The Mapparium's other notable features were actually completely unintentional: its spherical shape and glass construction create multiple unique acoustic effects. Standing in the center of the globe, directly under the North Star, one can hear their voice in surround sound, as though they were speaking into their own ears. At either end of the bridge, visitors can also whisper from one doorway and be heard perfectly from the opposite side, 30 feet away, in a "whispering gallery" effect.

Since the Mapparium was built in 1935, none of the panels have been updated, although one was replaced after being damaged.
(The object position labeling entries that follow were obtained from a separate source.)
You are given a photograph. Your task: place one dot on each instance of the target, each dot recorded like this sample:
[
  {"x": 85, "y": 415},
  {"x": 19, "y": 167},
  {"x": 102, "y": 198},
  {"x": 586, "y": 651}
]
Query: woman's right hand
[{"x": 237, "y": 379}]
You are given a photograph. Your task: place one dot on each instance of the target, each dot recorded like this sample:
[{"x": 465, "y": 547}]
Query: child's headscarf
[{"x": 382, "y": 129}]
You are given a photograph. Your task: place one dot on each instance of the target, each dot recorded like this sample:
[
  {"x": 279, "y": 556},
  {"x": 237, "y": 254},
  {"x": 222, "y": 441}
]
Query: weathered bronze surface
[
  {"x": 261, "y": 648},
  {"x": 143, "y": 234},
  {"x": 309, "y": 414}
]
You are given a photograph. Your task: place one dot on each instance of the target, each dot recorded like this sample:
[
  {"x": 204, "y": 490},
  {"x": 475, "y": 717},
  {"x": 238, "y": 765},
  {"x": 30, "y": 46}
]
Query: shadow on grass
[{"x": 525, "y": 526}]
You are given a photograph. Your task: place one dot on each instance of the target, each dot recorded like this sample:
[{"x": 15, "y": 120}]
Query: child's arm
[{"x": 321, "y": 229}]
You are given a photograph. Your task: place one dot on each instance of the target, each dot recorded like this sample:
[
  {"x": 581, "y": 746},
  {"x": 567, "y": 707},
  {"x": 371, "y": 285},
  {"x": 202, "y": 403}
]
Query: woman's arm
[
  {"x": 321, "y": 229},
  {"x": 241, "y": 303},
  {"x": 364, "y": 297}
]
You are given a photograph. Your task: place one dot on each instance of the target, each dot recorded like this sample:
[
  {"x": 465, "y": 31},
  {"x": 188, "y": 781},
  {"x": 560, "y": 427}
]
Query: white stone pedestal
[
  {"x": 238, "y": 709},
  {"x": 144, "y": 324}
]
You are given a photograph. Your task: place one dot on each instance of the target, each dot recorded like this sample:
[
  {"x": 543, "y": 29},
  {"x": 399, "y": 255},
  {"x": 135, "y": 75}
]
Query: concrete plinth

Visitors to the Mapparium may notice such historic differences as Africa depicted as a patchwork of colonies and the USSR united as one nation. In 2002, LED lights were installed around the globe and, together with an original composition of words and music, highlight these and other major changes since its creation in 1935.

==Archive and collections==
===Historic Bible collection===
The Library houses over 460 Bibles including a rare Coverdale Bible (1535) and Tyndale Bible (1550); as well as first editions of the Matthew Bible (1537), Great Bible (1539), Bishops' Bible (1568), Geneva Bible (1560), and King James Bible (1611). The collection is available at the Library and on the web.

===Mary Baker Eddy papers===
Since 2014 the Library has started putting their collection of Eddy's letters, sermons, drafts of writings, notes, and more online at mbepapers.org. The collection includes over 28,000 letters written by Eddy throughout her life, and over 35,000 letters addressed to her.

===Research & Reference Services===
Since its opening in 2002, the church archives have been open to scholars, and have helped produce works in a variety of fields. Research & Reference Services is located on the fourth floor of the Library and provides access to original materials that document the life of Mary Baker Eddy, the church that she founded, and more. The collections include letters, manuscripts, organizational records, photographs, artifacts, books, periodicals, audiovisuals, and other materials available for in-depth research. Specific collections include the Calvin A. Frye diaries, Georgine Milmine collection, and organizational records for the church and publishing society.

Short term research fellowships are available to scholars to support original research.